An International Energy Agency report says investments in oil technology will lead to a worldwide supply boom.

High oil prices were supposed to make biofuels and other oil alternatives more competitive. If only oil would stay above $80 a barrel (or $70 or $60), biofuels companies often say, then they’d have a market. Their technology for turning weeds into alcohol or pond scum into crude oil could really take off.

But now that we’ve had years of high oil prices, what’s really taking off is oil production. High prices have stimulated investment in advanced technologies for extracting difficult-to-reach sources of oil, and that’s unlocked vast new resources (see “Shale Oil Will Boost U.S. Production, But It Won’t Bring Energy Independence”). As a result, oil supplies are growing fast, according the International Energy Agency’s five-year forecast, a key report—released today—that helps shape investment decisions in the oil industry. Meanwhile, biofuels production is growing slower than expected, and for years it will continue to provide only a negligible fraction of fuel worldwide.

According to the report, worldwide oil production will reach 103 million barrels per day by 2018, growing by 8.3 million barrels per day between now and then. Total biofuels production will amount to 2.36 million barrels per day, up only slightly from the 1.86 million barrels per day in 2012.

One of the keys to the anticipated growth in oil is that the hydraulic fracturing and horizontal drilling technologies used to access shale oil can also be used to increase production from conventional wells, a relatively low-risk proposition.

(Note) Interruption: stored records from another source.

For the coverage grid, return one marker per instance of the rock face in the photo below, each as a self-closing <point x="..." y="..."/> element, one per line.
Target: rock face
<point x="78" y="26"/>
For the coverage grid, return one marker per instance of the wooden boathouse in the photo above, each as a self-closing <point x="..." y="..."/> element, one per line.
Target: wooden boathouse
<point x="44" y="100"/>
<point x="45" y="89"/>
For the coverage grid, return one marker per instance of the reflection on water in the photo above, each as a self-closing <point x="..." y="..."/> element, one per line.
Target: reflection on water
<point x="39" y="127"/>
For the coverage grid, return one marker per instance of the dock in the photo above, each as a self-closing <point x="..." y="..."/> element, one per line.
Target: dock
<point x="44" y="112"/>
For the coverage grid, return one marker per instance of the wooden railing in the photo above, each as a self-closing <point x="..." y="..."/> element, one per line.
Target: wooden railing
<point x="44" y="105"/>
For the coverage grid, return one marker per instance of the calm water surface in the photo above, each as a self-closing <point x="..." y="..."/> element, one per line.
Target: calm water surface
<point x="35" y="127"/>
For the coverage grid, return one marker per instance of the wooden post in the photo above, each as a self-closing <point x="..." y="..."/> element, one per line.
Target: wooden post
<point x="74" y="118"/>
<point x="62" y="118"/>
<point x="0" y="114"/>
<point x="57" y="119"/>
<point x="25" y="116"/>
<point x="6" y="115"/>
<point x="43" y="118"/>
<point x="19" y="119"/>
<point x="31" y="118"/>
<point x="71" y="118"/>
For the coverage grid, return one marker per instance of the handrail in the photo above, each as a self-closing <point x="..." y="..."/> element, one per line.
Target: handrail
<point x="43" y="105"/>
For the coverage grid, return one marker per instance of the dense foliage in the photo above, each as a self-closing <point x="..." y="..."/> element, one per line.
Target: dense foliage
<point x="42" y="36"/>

In contrast, when it comes to advanced biofuels made from grass and wood chips, the industry faces the challenge of convincing investors to finance unproven technologies. That’s turned out to be difficult: many biofuels projects have been cancelled because the technical challenges proved harder than expected or because there wasn’t enough financing. The report concludes that “the political framework for advanced biofuels in many countries seems to be insufficient to fully address the investment risks associated with first-of-their-kind commercial-scale production plants.”